Get ready for production

edit

Many teams rely on Elasticsearch to run their key services. To keep these services running, you can design your Elasticsearch deployment to keep Elasticsearch available, even in case of large-scale outages. To keep it running fast, you also can design your deployment to be responsive to production workloads.

Elasticsearch is built to be always available and to scale with your needs. It does this using a distributed architecture. By distributing your cluster, you can keep Elastic online and responsive to requests.

In case of failure, Elasticsearch offers tools for cross-cluster replication and cluster snapshots that can help you fall back or recover quickly. You can also use cross-cluster replication to serve requests based on the geographic location of your users and your resources.

Elasticsearch also offers security and monitoring tools to help you keep your cluster highly available.

Use multiple nodes and shards

edit

Nodes and shards are what make Elasticsearch distributed and scalable.

These concepts aren’t essential if you’re just getting started. How you deploy Elasticsearch in production determines what you need to know:

  • Self-managed Elasticsearch: You are responsible for setting up and managing nodes, clusters, shards, and replicas. This includes managing the underlying infrastructure, scaling, and ensuring high availability through failover and backup strategies.
  • Elastic Cloud: Elastic can autoscale resources in response to workload changes. Choose from different deployment types to apply sensible defaults for your use case. A basic understanding of nodes, shards, and replicas is still important.
  • Elastic Cloud Serverless: You don’t need to worry about nodes, shards, or replicas. These resources are 100% automated on the serverless platform, which is designed to scale with your workload.

You can add servers (nodes) to a cluster to increase capacity, and Elasticsearch automatically distributes your data and query load across all of the available nodes.

Elastic is able to distribute your data across nodes by subdividing an index into shards. Each index in Elasticsearch is a grouping of one or more physical shards, where each shard is a self-contained Lucene index containing a subset of the documents in the index. By distributing the documents in an index across multiple shards, and distributing those shards across multiple nodes, Elasticsearch increases indexing and query capacity.

There are two types of shards: primaries and replicas. Each document in an index belongs to one primary shard. A replica shard is a copy of a primary shard. Replicas maintain redundant copies of your data across the nodes in your cluster. This protects against hardware failure and increases capacity to serve read requests like searching or retrieving a document.

The number of primary shards in an index is fixed at the time that an index is created, but the number of replica shards can be changed at any time, without interrupting indexing or query operations.

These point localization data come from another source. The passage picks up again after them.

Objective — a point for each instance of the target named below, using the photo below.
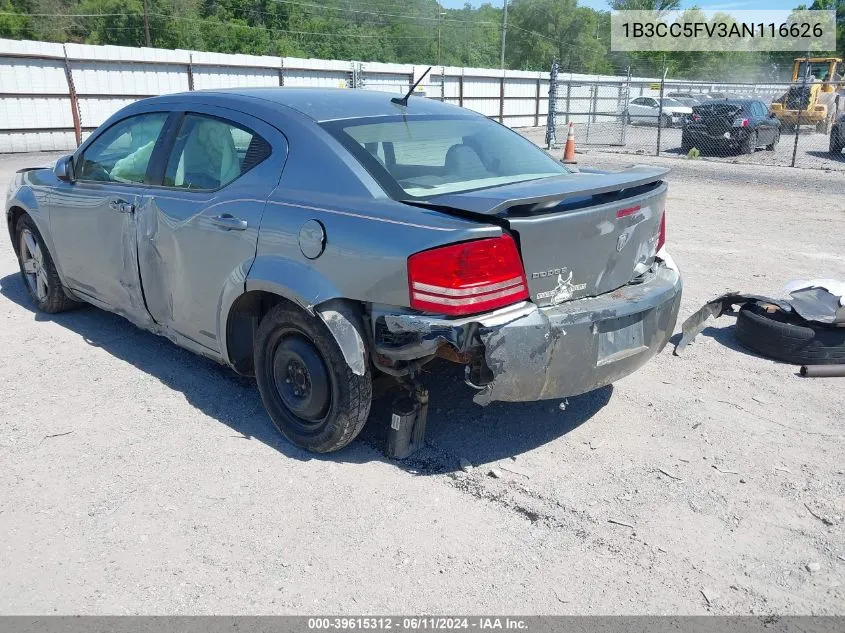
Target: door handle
(122, 206)
(229, 222)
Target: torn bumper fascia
(715, 308)
(560, 351)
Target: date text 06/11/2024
(422, 623)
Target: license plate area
(619, 338)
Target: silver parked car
(318, 238)
(651, 111)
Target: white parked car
(647, 110)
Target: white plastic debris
(821, 300)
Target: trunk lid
(716, 118)
(582, 234)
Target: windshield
(427, 155)
(815, 70)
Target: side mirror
(64, 169)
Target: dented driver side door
(93, 218)
(197, 235)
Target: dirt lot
(138, 478)
(811, 151)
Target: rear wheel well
(15, 214)
(242, 324)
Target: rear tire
(788, 338)
(749, 145)
(309, 391)
(771, 146)
(38, 271)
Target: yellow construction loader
(816, 96)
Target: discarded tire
(789, 338)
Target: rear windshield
(718, 109)
(430, 155)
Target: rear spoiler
(557, 189)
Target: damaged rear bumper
(565, 350)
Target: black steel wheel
(837, 139)
(788, 337)
(38, 270)
(310, 393)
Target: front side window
(210, 153)
(122, 153)
(431, 155)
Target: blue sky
(704, 4)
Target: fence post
(798, 120)
(550, 117)
(74, 102)
(502, 99)
(568, 98)
(660, 108)
(626, 99)
(190, 72)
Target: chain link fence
(789, 124)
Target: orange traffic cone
(569, 150)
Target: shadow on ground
(835, 158)
(456, 426)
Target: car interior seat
(209, 159)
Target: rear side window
(210, 153)
(122, 153)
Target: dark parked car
(837, 136)
(732, 124)
(318, 238)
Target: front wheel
(823, 127)
(309, 391)
(38, 270)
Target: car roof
(326, 104)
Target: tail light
(468, 277)
(661, 233)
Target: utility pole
(504, 31)
(147, 26)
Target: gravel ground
(139, 478)
(812, 151)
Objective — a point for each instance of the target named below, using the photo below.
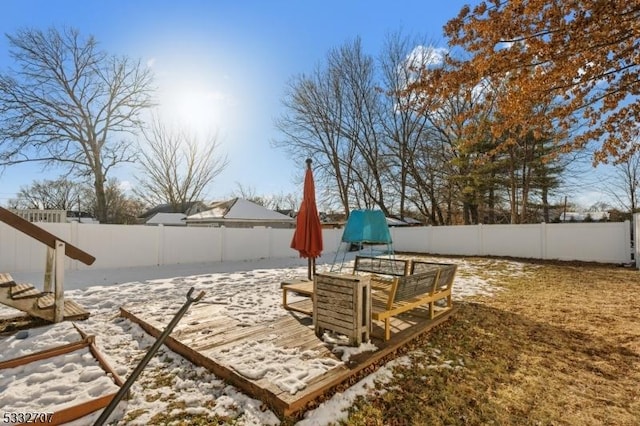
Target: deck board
(204, 334)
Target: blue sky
(222, 66)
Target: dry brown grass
(559, 346)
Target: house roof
(238, 209)
(167, 208)
(167, 219)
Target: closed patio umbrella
(307, 238)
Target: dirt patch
(559, 345)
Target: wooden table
(301, 287)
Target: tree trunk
(101, 198)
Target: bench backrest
(381, 266)
(410, 286)
(447, 272)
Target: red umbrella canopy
(307, 238)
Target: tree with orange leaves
(579, 59)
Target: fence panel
(117, 246)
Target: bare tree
(625, 185)
(177, 167)
(280, 201)
(59, 194)
(70, 104)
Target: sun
(198, 110)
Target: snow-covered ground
(245, 293)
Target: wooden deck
(203, 337)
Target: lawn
(560, 344)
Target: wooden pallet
(205, 334)
(26, 298)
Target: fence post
(160, 245)
(636, 239)
(59, 256)
(543, 240)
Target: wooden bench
(445, 278)
(301, 287)
(381, 266)
(406, 293)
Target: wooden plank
(43, 236)
(76, 412)
(6, 280)
(294, 333)
(24, 291)
(47, 353)
(230, 376)
(327, 382)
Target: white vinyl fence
(116, 246)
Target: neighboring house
(189, 209)
(54, 216)
(582, 216)
(240, 213)
(167, 219)
(41, 215)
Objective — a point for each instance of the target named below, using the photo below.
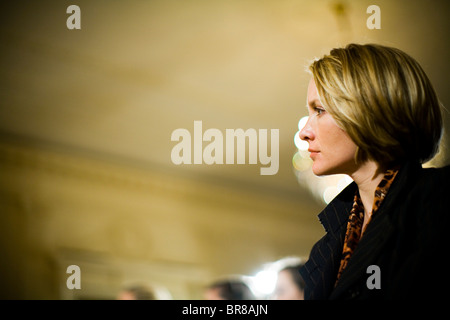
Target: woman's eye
(319, 111)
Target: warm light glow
(265, 281)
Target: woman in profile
(374, 115)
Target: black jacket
(407, 239)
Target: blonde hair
(384, 101)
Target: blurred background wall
(86, 118)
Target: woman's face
(331, 149)
(286, 289)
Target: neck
(367, 177)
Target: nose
(306, 133)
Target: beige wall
(122, 224)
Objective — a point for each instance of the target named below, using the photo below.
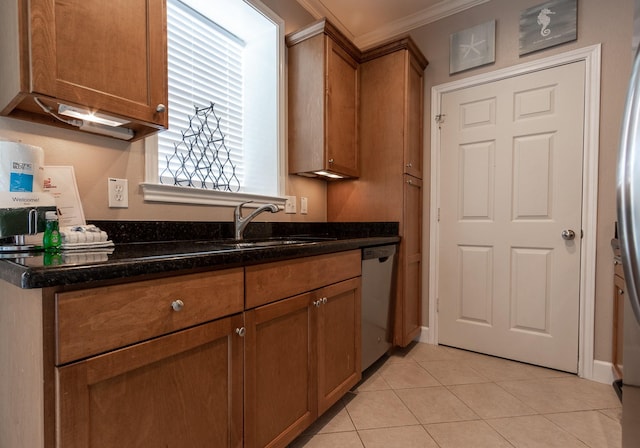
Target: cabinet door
(341, 125)
(339, 341)
(413, 110)
(108, 55)
(409, 305)
(280, 400)
(183, 389)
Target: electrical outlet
(118, 192)
(290, 205)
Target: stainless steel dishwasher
(378, 273)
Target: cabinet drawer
(273, 281)
(97, 320)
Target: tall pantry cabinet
(390, 187)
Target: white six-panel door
(510, 185)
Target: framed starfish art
(472, 47)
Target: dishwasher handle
(381, 252)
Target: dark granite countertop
(144, 248)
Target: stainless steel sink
(270, 242)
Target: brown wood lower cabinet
(302, 354)
(179, 390)
(163, 362)
(619, 289)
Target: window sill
(185, 195)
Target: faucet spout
(240, 222)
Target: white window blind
(204, 67)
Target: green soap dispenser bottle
(51, 239)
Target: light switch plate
(290, 205)
(118, 192)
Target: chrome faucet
(241, 223)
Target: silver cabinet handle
(177, 305)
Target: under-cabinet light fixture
(94, 117)
(328, 174)
(116, 132)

Shard copies in your cluster are automatically balanced across nodes to provide scale and high availability. All nodes are aware of all the other nodes in the cluster and can forward client requests to the appropriate node. This allows Elasticsearch to distribute indexing and query load across the cluster.

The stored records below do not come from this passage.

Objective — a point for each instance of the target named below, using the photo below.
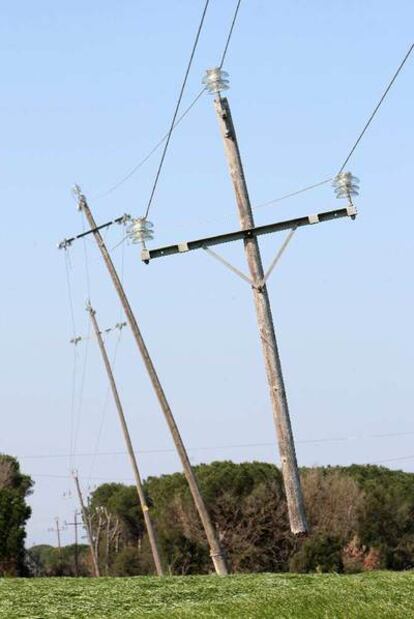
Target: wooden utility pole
(57, 529)
(278, 397)
(127, 437)
(75, 524)
(87, 525)
(216, 552)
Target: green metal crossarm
(169, 250)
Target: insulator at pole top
(346, 185)
(140, 230)
(215, 80)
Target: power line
(177, 122)
(180, 96)
(351, 152)
(226, 46)
(151, 152)
(293, 193)
(128, 479)
(377, 107)
(334, 439)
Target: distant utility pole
(57, 529)
(216, 552)
(87, 524)
(215, 82)
(75, 524)
(127, 438)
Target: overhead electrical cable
(150, 153)
(226, 46)
(334, 439)
(129, 479)
(180, 96)
(177, 122)
(356, 143)
(377, 107)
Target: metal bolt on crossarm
(215, 81)
(216, 552)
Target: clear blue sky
(88, 88)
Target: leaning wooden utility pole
(273, 366)
(75, 524)
(127, 437)
(87, 525)
(216, 552)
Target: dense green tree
(361, 517)
(14, 513)
(45, 560)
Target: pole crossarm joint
(168, 250)
(123, 220)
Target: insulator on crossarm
(140, 230)
(215, 80)
(346, 185)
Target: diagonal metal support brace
(277, 257)
(229, 265)
(243, 276)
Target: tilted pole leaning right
(290, 471)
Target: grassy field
(269, 596)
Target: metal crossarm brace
(168, 250)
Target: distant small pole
(87, 525)
(127, 438)
(215, 80)
(216, 552)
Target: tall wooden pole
(278, 397)
(75, 524)
(216, 552)
(87, 524)
(58, 538)
(127, 437)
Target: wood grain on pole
(294, 496)
(127, 437)
(87, 524)
(216, 552)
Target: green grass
(373, 595)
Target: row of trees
(361, 518)
(14, 513)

If you’re exploring Elasticsearch for the first time or working in a development environment, then you can use a cluster with a single node and create indices with only one shard. However, in a production environment, you should build a cluster with multiple nodes and indices with multiple shards to increase performance and resilience.

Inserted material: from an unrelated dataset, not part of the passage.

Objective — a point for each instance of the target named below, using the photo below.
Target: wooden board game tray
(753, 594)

To learn about optimizing the number and size of shards in your cluster, refer to Size your shards. To learn about how read and write operations are replicated across shards and shard copies, refer to Reading and writing documents. To adjust how shards are allocated and balanced across nodes, refer to Shard allocation, relocation, and recovery.

CCR for disaster recovery and geo-proximity

edit

To effectively distribute read and write operations across nodes, the nodes in a cluster need good, reliable connections to each other. To provide better connections, you typically co-locate the nodes in the same data center or nearby data centers.

Co-locating nodes in a single location exposes you to the risk of a single outage taking your entire cluster offline. To maintain high availability, you can prepare a second cluster that can take over in case of disaster by implementing cross-cluster replication (CCR).

CCR provides a way to automatically synchronize indices from your primary cluster to a secondary remote cluster that can serve as a hot backup. If the primary cluster fails, the secondary cluster can take over.

You can also use CCR to create secondary clusters to serve read requests in geo-proximity to your users.

Learn more about cross-cluster replication and about designing for resilience.

You can also take snapshots of your cluster that can be restored in case of failure.

Security and monitoring

edit

As with any enterprise system, you need tools to secure, manage, and monitor your Elasticsearch clusters. Security, monitoring, and administrative features that are integrated into Elasticsearch enable you to use Kibana as a control center for managing a cluster.

Learn about securing an Elasticsearch cluster.

Learn about monitoring your cluster.

Cluster design

edit

Elasticsearch offers many options that allow you to configure your cluster to meet your organization’s goals, requirements, and restrictions. You can review the following guides to learn how to tune your cluster to meet your needs:

Many Elasticsearch options come with different performance considerations and trade-offs. The best way to determine the optimal configuration for your use case is through testing with your own data and queries.